The shoal of fish

It’s 12:00. Lunch break. Everyone drops their pens and like a shoal of fish a large crowd moves towards the exit. A shoal of black suits, pencil skirts and white blouses. Faces blur in the swarm of heads. They are all so alike. A few minutes ago, they were all sitting in a row at their tables. They are sitting there in front of the same screens and have the same headphones on. They are having conversations with the same people in the same companies about the same topics. And they’re talking about the same things. Money in the first place. Best quality at the lowest cost. And by 1:00 p.m., the shoal of fish will have disbanded and they’ll be back at their desks.

I’ll watch them wafting through the door. A bubbling is in the air, characterized by the same small talk. I get up and follow them through the door. They all go to the same restaurants and cafes. There they eat the same sandwiches and the same chips, drink the same coffee and have the same conversations with their colleagues about other colleagues or their work.

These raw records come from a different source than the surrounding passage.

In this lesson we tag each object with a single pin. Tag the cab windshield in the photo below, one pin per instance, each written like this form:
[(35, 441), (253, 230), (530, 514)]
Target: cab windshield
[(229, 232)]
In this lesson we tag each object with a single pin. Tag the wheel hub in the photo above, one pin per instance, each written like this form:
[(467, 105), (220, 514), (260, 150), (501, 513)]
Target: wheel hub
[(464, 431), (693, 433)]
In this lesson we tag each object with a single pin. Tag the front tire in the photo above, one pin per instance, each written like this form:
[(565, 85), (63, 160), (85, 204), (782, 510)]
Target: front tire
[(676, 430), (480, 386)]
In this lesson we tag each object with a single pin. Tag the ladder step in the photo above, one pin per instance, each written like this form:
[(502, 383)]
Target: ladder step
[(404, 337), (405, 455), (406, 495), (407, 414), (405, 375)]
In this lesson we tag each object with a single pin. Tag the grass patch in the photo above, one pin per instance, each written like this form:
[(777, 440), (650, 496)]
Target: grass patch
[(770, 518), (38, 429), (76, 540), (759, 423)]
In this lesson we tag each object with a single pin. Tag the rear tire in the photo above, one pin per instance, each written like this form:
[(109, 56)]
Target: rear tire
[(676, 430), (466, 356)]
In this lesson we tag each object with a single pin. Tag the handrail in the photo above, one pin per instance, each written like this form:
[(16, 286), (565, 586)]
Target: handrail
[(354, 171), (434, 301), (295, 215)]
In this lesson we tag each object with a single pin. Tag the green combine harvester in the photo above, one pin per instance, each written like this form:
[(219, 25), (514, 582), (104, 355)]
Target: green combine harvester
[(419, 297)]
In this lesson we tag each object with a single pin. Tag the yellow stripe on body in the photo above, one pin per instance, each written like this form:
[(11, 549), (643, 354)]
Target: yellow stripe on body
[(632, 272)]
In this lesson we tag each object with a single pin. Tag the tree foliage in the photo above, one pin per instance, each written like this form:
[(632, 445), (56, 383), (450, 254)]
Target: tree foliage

And I sit at a table and watch the people. I watch them all looking at the same mobile phones, making the same phone calls and reading the same newspaper. I look down on myself. I too wear a skirt and a blouse. I painfully realize that I am no different from them. I too am part of the shoal of fish. I too swam through the door with them to go to the same restaurant and eat the same sandwich. And yet I feel so different.

Maybe the other people in this shoal feel different too. On the outside they all look exactly the same. But I imagine the people in their suits and pencil skirts going home in the evening. Some are greeted by a loving wife or a happy man and laughing children. They drink an after-work beer and cook together. Others live alone, because they want to or because they have no other choice. They live in a house, an apartment or perhaps with their parents. They are happy or sad, satisfied with their life or want more, love their job or secretly curse it. They are open and confident or shy and reserved. They feel left alone or like they belong.

And I realize that these people, just like me, are actually all different. They all have their stories and their reasons. Even though they all ended up in the same place and look the same, sitting in an office with the same screens, the same headphones and the same clothes. With the same conversations and the same small talk topics.

But when they return home, they detach themselves from the shoal of fish and the bubbling, let themselves drift home and are no longer part of that swarm. Then they are different again. Only to be carried away again by the shoal of fish tomorrow. I leave my desk, put my headset aside and go home.